Linus Torvalds Gets Coding To Improve Linux’s User-Mode Stack Expansion

Linux creator Linus Torvalds doesn’t write as much actual kernel code these days as he used to. These days he’s often busy overseeing the upstream kernel development community with reviewing code, managing releases, and chiming in on mailing list discussions. Once in a while though he gets down and dirty with some low-level kernel hacking just as he’s done now for Linux 6.5 with improving the user-mode stack expansion code.

The just shy of 500 lines of code rework is for bettering the user mode stack-expansion bits. He explained in the merge:

This modifies our user mode stack expansion code to always take the mmap_lock for writing before modifying the VM layout.

It’s actually something we always technically should have done, but because we didn’t strictly need it, we were being lazy (“opportunistic” sounds so much better, doesn’t it?) about things, and had this hack in place where we would extend the stack vma in-place without doing the proper locking.

And it worked fine. We just needed to change vm_start (or, in the case of grow-up stacks, vm_end) and together with some special ad-hoc locking using the anon_vma lock and the mm->page_table_lock, it all was fairly straightforward.
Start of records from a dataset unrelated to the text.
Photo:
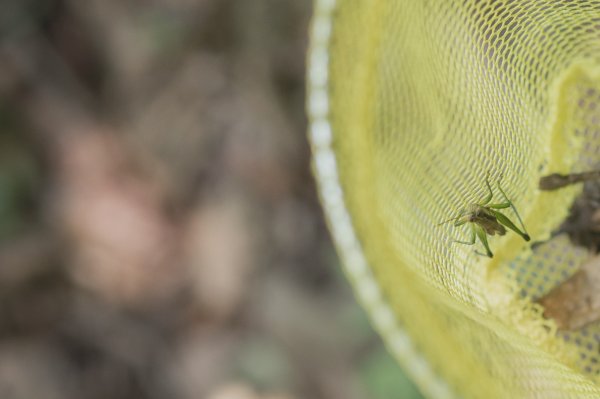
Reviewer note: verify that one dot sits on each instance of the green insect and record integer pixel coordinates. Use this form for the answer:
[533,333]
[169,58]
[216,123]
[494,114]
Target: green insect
[484,218]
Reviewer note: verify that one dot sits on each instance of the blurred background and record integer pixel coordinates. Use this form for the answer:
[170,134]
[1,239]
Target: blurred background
[160,233]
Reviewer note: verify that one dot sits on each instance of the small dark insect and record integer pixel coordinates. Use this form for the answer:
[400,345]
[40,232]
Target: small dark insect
[484,220]
[556,180]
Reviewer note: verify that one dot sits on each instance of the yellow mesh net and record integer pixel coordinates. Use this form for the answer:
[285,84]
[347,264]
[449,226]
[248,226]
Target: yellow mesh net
[411,104]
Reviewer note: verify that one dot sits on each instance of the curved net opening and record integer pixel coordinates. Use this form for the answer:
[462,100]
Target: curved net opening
[412,104]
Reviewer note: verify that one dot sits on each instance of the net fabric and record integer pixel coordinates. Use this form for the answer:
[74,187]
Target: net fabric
[411,104]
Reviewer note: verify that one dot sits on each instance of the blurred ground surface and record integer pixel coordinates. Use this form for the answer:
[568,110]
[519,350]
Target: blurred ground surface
[160,235]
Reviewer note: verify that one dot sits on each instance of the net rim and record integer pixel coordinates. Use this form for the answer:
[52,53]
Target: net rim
[338,218]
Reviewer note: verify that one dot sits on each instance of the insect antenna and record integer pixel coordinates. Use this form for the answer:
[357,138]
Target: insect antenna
[448,221]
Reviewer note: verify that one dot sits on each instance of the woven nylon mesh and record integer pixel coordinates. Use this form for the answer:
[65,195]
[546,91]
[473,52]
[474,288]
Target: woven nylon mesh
[412,103]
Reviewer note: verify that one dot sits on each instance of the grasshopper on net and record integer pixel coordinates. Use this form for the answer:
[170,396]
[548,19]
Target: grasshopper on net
[484,218]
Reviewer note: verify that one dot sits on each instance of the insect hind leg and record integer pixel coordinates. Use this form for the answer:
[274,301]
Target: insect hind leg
[523,233]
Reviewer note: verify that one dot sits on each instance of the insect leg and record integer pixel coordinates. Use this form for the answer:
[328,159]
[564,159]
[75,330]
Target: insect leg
[508,223]
[501,205]
[481,234]
[525,234]
[471,240]
[488,198]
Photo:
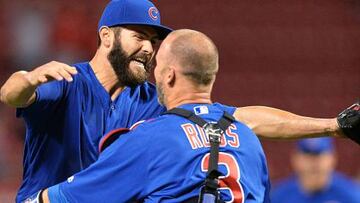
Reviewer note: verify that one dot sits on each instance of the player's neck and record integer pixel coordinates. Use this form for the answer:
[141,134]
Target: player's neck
[106,75]
[188,98]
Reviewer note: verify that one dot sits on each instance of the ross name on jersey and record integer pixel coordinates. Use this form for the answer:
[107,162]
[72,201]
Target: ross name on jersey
[198,139]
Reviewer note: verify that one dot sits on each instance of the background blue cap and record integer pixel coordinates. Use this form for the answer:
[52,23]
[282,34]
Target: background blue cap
[133,12]
[316,145]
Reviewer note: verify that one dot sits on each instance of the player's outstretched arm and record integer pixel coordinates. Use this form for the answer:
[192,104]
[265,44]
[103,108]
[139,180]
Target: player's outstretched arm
[269,122]
[19,89]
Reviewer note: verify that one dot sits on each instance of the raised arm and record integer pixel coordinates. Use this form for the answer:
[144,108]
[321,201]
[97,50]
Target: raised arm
[19,89]
[269,122]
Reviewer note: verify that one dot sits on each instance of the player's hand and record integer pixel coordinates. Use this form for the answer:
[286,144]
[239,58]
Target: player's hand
[349,122]
[51,71]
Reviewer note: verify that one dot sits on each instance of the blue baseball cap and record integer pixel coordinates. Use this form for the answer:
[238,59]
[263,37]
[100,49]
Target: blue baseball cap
[315,145]
[133,12]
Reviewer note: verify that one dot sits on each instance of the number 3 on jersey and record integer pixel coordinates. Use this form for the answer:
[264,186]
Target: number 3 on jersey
[231,180]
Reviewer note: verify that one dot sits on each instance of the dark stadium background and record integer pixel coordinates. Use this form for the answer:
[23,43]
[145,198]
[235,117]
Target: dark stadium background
[300,56]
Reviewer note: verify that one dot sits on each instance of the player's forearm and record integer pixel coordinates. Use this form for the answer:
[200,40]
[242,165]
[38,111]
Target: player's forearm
[274,123]
[45,196]
[18,91]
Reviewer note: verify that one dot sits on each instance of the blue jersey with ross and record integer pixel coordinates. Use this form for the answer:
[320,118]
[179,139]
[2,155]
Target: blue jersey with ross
[166,159]
[340,190]
[67,120]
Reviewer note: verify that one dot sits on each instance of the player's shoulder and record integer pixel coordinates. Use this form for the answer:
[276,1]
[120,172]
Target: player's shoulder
[229,109]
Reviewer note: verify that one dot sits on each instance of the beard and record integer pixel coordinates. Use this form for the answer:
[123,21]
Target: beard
[160,93]
[120,62]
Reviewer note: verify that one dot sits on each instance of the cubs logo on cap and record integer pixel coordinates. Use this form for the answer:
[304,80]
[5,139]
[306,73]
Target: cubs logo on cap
[153,13]
[133,12]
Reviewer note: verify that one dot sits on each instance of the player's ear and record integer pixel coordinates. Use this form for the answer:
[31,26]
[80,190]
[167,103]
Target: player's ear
[170,76]
[105,35]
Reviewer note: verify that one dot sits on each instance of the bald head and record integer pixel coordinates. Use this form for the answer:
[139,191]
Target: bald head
[195,53]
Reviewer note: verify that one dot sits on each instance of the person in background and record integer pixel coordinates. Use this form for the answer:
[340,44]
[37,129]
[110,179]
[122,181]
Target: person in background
[315,179]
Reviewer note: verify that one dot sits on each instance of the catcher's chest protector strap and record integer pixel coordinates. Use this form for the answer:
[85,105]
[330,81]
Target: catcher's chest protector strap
[214,131]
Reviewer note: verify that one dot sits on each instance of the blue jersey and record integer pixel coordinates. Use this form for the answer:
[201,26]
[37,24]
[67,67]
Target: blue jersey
[339,190]
[67,120]
[166,160]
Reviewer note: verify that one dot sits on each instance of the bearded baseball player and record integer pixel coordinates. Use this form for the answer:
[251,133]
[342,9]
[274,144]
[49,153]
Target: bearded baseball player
[67,109]
[166,159]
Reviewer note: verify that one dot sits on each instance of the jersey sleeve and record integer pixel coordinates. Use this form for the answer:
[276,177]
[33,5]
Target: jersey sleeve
[47,99]
[117,176]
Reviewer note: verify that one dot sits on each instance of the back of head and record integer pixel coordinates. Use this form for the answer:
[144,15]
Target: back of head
[196,54]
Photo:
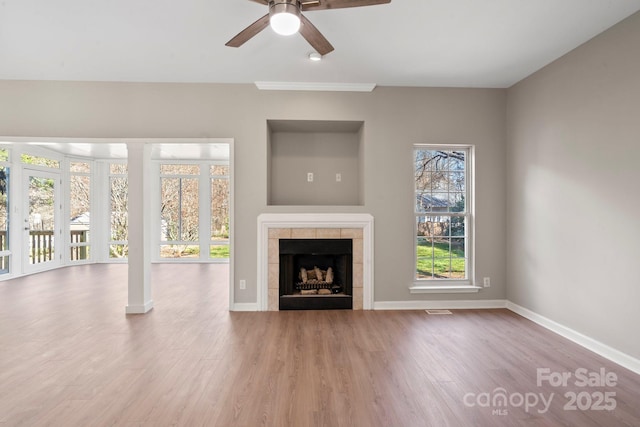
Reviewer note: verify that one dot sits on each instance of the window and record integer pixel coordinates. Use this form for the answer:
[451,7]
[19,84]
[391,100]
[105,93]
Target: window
[119,187]
[219,247]
[179,210]
[442,213]
[4,211]
[194,211]
[79,210]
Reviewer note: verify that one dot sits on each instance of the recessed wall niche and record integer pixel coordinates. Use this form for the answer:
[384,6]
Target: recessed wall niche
[314,162]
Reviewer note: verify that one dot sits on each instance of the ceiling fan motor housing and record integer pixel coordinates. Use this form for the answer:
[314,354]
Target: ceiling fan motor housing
[284,6]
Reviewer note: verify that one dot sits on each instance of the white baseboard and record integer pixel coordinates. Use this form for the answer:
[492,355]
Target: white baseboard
[244,306]
[428,305]
[597,347]
[139,309]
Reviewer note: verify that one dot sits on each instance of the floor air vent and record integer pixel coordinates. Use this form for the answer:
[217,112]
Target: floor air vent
[438,311]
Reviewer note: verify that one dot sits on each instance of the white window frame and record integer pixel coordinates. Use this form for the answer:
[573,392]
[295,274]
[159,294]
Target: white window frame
[204,194]
[8,252]
[448,285]
[110,242]
[67,174]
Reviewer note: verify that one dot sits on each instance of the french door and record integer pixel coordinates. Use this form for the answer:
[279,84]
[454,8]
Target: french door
[41,223]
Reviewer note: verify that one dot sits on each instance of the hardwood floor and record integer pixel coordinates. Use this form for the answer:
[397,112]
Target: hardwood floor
[69,356]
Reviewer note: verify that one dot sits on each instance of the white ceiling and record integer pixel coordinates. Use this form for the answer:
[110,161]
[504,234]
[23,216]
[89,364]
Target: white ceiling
[460,43]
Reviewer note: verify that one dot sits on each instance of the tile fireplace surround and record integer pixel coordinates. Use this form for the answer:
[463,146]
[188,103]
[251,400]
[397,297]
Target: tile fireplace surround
[273,227]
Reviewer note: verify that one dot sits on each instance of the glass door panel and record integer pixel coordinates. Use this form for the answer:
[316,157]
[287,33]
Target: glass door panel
[41,223]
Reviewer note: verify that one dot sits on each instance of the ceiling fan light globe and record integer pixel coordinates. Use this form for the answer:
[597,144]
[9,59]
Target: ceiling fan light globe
[284,17]
[285,23]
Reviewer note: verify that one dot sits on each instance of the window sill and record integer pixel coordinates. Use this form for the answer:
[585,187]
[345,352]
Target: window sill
[457,289]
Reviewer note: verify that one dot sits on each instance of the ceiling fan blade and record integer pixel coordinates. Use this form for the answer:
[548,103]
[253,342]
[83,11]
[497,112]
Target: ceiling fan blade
[253,29]
[338,4]
[314,37]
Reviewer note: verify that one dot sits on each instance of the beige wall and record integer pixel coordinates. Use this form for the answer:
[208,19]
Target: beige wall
[395,118]
[573,196]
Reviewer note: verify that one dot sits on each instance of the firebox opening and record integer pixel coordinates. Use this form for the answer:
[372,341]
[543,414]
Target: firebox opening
[316,274]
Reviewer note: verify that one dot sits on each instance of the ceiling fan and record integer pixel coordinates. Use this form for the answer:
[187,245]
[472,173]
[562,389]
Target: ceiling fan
[286,18]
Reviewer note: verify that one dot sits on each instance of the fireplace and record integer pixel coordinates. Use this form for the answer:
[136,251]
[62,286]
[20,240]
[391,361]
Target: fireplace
[273,227]
[316,274]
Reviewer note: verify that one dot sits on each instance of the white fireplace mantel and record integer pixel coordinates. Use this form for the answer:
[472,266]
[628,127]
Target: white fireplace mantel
[319,221]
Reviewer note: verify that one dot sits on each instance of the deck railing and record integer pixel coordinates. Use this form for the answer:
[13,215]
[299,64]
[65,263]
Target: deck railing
[41,245]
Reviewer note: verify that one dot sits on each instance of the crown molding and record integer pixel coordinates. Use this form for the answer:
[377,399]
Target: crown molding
[325,87]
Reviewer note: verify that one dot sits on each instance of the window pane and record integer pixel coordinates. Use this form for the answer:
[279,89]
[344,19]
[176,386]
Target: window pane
[80,167]
[219,251]
[4,264]
[118,251]
[180,169]
[179,251]
[440,181]
[219,170]
[80,205]
[219,208]
[440,247]
[39,161]
[179,209]
[119,210]
[79,253]
[4,208]
[118,168]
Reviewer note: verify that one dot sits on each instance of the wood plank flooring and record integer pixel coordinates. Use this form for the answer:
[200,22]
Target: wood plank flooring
[69,356]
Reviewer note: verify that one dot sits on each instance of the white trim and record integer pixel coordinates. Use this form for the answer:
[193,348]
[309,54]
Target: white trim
[589,343]
[244,306]
[451,304]
[139,309]
[444,289]
[326,87]
[314,220]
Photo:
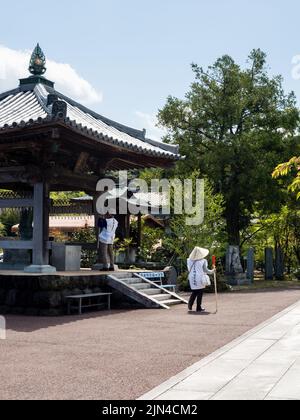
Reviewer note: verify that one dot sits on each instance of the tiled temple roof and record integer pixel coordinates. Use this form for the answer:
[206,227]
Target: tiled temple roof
[32,104]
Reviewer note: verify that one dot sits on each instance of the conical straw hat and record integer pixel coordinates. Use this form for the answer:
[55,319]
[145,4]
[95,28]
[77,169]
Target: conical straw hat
[199,254]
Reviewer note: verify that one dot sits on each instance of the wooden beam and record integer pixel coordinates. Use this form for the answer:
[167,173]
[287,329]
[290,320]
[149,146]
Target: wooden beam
[16,244]
[16,203]
[81,162]
[38,226]
[60,176]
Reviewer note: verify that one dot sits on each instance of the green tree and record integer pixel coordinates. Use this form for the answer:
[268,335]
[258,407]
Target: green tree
[289,168]
[235,125]
[8,219]
[210,234]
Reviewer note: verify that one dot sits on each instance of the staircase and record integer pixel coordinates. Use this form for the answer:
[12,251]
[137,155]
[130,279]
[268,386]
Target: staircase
[144,292]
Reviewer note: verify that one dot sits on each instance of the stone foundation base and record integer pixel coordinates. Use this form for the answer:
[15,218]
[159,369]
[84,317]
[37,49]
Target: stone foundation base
[45,295]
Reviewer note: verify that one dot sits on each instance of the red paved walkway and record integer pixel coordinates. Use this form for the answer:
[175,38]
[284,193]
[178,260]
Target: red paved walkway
[122,355]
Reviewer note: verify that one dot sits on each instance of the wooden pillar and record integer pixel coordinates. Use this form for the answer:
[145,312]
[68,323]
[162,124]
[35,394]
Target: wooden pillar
[40,254]
[140,235]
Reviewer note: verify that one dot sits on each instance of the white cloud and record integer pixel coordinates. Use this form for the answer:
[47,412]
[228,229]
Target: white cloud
[14,65]
[150,122]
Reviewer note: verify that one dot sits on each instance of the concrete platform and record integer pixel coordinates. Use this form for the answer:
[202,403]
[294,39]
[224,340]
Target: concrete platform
[263,364]
[83,272]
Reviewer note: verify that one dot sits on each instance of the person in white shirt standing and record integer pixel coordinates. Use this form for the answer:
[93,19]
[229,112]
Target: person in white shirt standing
[108,227]
[198,276]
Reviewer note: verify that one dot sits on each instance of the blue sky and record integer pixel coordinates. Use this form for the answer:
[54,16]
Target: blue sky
[135,53]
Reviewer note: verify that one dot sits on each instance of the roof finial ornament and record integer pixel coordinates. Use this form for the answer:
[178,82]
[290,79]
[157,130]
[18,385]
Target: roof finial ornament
[37,62]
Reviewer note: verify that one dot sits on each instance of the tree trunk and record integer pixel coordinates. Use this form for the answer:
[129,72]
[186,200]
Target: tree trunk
[232,217]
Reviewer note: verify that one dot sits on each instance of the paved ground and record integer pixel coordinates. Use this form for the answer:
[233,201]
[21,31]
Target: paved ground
[264,364]
[123,355]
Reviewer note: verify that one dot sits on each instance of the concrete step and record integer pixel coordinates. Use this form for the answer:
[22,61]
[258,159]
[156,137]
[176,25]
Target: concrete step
[140,286]
[130,281]
[161,297]
[151,292]
[171,302]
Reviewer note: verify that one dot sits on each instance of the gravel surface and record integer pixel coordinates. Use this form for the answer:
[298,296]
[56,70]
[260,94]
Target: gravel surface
[123,354]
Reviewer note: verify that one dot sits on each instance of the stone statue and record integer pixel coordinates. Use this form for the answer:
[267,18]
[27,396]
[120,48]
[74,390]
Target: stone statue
[235,266]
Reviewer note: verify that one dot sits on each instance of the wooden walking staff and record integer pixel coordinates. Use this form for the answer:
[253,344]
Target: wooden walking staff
[214,263]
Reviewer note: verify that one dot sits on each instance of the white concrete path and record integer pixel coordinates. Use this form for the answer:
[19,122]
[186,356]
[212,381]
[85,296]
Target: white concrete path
[263,364]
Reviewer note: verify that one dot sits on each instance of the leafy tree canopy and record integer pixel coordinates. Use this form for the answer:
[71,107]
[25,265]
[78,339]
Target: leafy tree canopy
[235,125]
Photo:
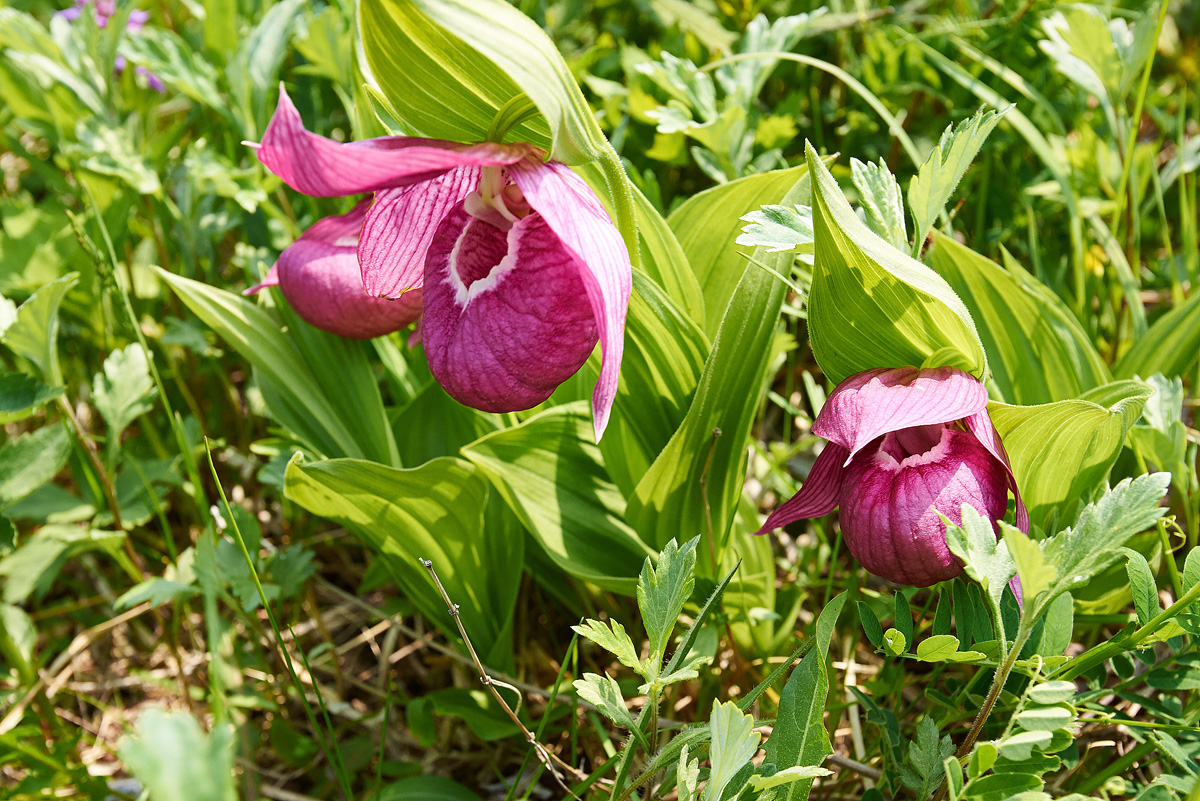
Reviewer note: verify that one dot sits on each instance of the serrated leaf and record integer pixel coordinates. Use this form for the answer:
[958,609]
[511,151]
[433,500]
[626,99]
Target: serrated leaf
[1141,583]
[123,391]
[941,173]
[779,229]
[984,558]
[882,202]
[21,396]
[735,742]
[611,636]
[1037,573]
[661,591]
[937,648]
[604,693]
That is, it was all fine until Ruihan Li pointed out that now that the vma layout uses the maple tree code, we really don’t just change vm_start and vm_end any more, and the locking really is broken. Oops.

It’s not actually all that horrible to fix this once and for all, and do proper locking, but it’s a bit painful. We have basically three different cases of stack expansion, and they all work just a bit differently.

For Linux 6.5 this should now be addressed thanks to Linus Torvalds taking on the coding challenge himself. More details in the merge.